Inner  Frontier
Fourth Way Spiritual Practice

 

Inner Work


For the week of September 12, 2011

Left-click for MP3 audio stream, right-click to download


Living as I

(Living in Presence: Aspect 5 of 7)

In looking for who we are, in trying to discover ourselves, our I, we often labor under the misconception that our I is like everything else in the world, that it can be objectified, looked at, studied and known. If even our consciousness can be known to some extent, then why not our I also? I must be something, so let me find that thing.

But that is just the point: our I is not a thing, not even an energy. Our I is always subjective, the knower and never the known. We cannot isolate or display our I, even to ourselves, for our I is the one who looks, the one who chooses to look, the seer and never the seen.

At first blush, it would seem that there is no problem here. I am the one who does what I do: end of story. If only that were the case. Nearly all of what I do just happens, I dont really do it at all. It is easiest to see this in my automatic associative thoughts and reactive emotions. Clearly I am not intentionally thinking those thoughts, nor intentionally feeling those emotions. They just happen on their own by habit, by conditioning, and by programmed responses to sensory inputs. These thoughts that run through my mind are not typically my doing.
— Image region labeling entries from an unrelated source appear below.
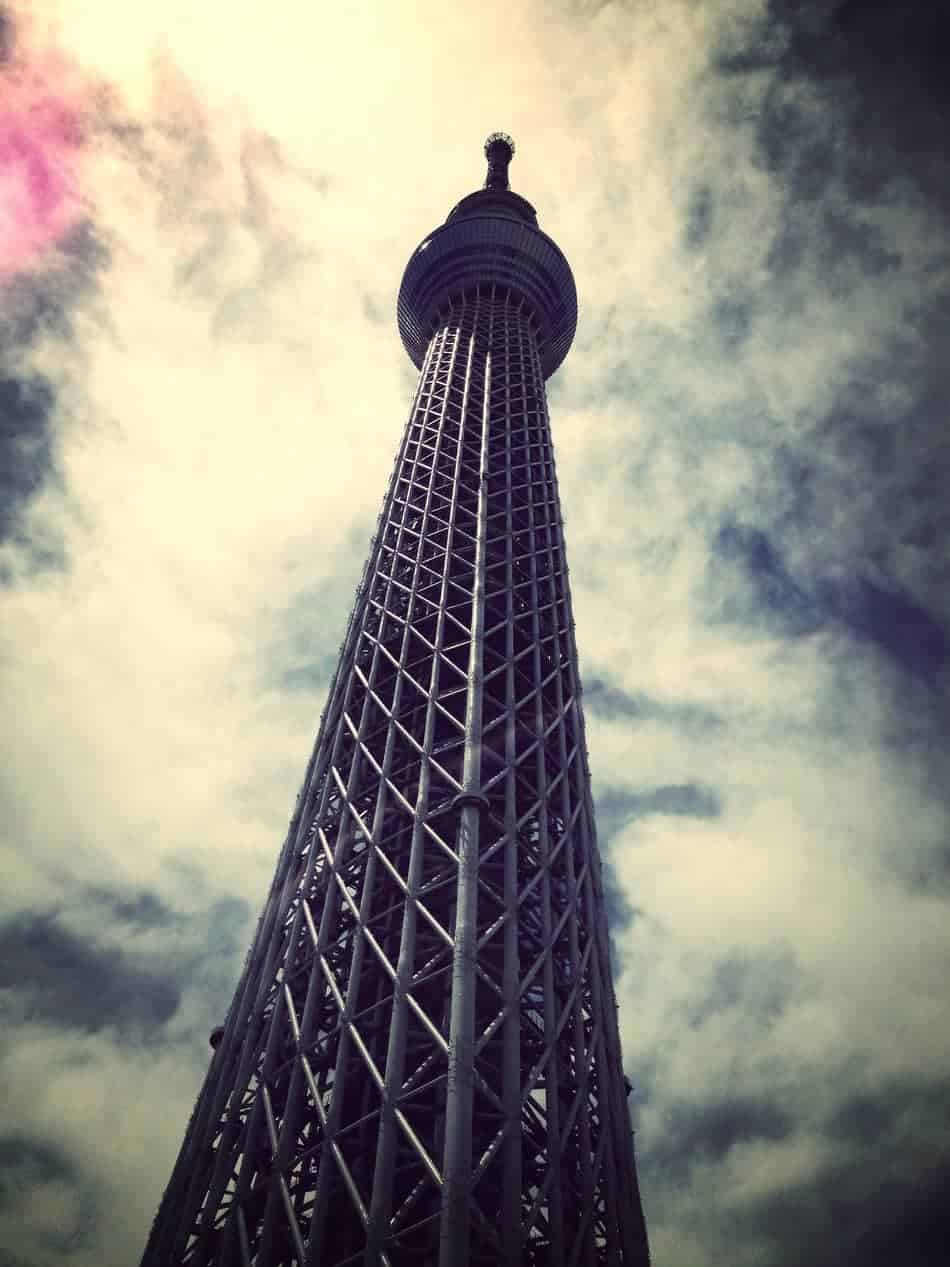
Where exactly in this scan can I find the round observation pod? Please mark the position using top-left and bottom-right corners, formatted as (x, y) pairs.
(396, 132), (578, 379)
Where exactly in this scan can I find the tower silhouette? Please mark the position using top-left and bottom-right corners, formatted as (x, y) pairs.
(143, 133), (649, 1267)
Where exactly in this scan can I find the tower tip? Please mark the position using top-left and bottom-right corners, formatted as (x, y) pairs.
(485, 132), (514, 189)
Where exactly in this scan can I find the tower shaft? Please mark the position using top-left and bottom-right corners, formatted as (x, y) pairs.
(144, 141), (649, 1267)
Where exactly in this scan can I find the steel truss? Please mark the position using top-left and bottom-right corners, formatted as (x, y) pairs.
(144, 285), (647, 1267)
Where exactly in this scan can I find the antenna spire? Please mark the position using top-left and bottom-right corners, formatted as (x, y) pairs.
(485, 132), (514, 189)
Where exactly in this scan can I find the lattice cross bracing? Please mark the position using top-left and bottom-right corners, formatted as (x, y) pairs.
(144, 168), (647, 1267)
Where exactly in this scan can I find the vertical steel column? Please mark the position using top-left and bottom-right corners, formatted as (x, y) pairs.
(438, 309), (491, 1267)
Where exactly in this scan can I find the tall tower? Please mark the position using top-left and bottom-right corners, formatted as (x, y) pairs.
(143, 133), (649, 1267)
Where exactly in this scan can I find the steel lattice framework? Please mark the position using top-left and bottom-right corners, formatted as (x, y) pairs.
(144, 136), (649, 1267)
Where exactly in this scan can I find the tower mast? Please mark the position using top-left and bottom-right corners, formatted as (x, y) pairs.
(143, 133), (649, 1267)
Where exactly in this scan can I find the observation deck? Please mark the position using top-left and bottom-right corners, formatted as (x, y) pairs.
(396, 132), (578, 379)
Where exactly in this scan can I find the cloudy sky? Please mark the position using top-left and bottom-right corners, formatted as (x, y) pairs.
(0, 0), (950, 1267)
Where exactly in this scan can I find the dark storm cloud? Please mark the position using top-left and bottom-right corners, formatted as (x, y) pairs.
(597, 783), (722, 841)
(641, 1095), (794, 1182)
(737, 1079), (950, 1267)
(713, 509), (950, 679)
(0, 375), (54, 540)
(0, 1133), (100, 1251)
(0, 915), (181, 1031)
(712, 517), (822, 637)
(584, 677), (723, 731)
(82, 886), (185, 929)
(687, 953), (798, 1029)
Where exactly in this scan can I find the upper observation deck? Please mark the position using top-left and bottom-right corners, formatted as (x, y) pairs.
(396, 132), (578, 378)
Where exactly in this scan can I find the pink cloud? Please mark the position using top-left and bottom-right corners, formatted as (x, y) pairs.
(0, 53), (89, 280)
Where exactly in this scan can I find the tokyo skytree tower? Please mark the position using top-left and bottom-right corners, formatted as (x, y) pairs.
(143, 133), (649, 1267)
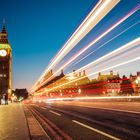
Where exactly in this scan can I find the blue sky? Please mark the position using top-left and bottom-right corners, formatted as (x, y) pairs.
(0, 0), (140, 89)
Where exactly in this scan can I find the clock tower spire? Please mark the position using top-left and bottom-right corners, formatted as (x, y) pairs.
(0, 21), (12, 104)
(0, 20), (8, 44)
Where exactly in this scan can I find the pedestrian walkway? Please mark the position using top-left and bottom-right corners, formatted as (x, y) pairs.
(0, 103), (30, 140)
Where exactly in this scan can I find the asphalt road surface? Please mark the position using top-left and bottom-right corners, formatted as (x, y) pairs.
(29, 102), (140, 140)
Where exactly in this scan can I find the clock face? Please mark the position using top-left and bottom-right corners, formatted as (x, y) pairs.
(0, 50), (7, 57)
Surprisingly, this habitual, conditioned, programmed way of living extends into our life far beyond just driving our automatic thoughts and emotions. Indeed, most of what we do and say just happens. We learn a task and then do it by program. We let our long-established personality patterns drive our interactions with people. Our intentions in what we do are weak, non-existent, or not active in the moment.

But there is another possibility, another way of living: living as I. We do not need look for our I, as if it were some sacred object hidden in the depths of our soul. We just need to be our I, to be ourselves, and not let our body, heart, and mind drift through life with little or no direction or choice on our part.

You cannot find yourself, but you can be yourself. This is not just a slogan or idea. It is an action, open to us to take. It is an act of will, in a moment, an act that can be renewed, moment-to-moment. The act is to be, to be the one who is you, the one who does what you do, who sees what you see, the one at your very core. Ordinarily, no one is at our core. We leave it empty, by default. But we can choose. We can choose to be, to be our core. We can invoke our will-to-be. It is both simple and profound, but its depth and significance can be hidden from us by that very simplicity. Just be. Just be yourself. Be the one who is reading these words.

Heres one specific approach to this. Inwardly say I am. Get behind it and say it with meaning. Be the one who is saying it. Say it inwardly, silent and calm, but firm and full-throated, with the whole of yourself. Even though the word I is just a thought, you can use it as signal to call forth your actual I, to invest the thinking of the thought with the action of being here, being present, being the thinker, the one who you are, your I.

Try it for a minute or two when you can give it your full attention, perhaps a few times a day. To further strengthen the effort, you can simultaneously sense your body. So then you are the one who is thinking I am and sensing. Just be clear that the sensation in your body and thought I are not you, not your I. You are the one who is choosing, who is thinking that thought and sensing your body. Gradually this exercise can train you to be yourself, your I, train you to live as I.

This practice of thinking I am is only a temporary, training expedient. It is neither necessary nor desirable to go about your whole day thinking I am. That would only get in the way of living your life, interposing the thought I between you, your actual I, and what you do or experience. To be your I, yourself, you do not need to think I. You can be yourself, your I, without thinking it, because you are not a thought. We just occasionally use the thought I am to elicit our sense of I, to reinforce the experience of being I.

When our inner life is in disarray, difficult emotions rampant or persistently vociferous thoughts cascading, that situation can remind us to return to ourselves. If someone, our I, is at home in us, in our core, that brings order to our inner world. This simultaneously relieves the disarray and intensifies our experiencing. We live more. For that moment, we stop drifting. We live. In true presence, we continuously choose to be aware, here and now, to be the one who is aware, the one who is living our life.

For this week, work to increase your ability to live as yourself, as I.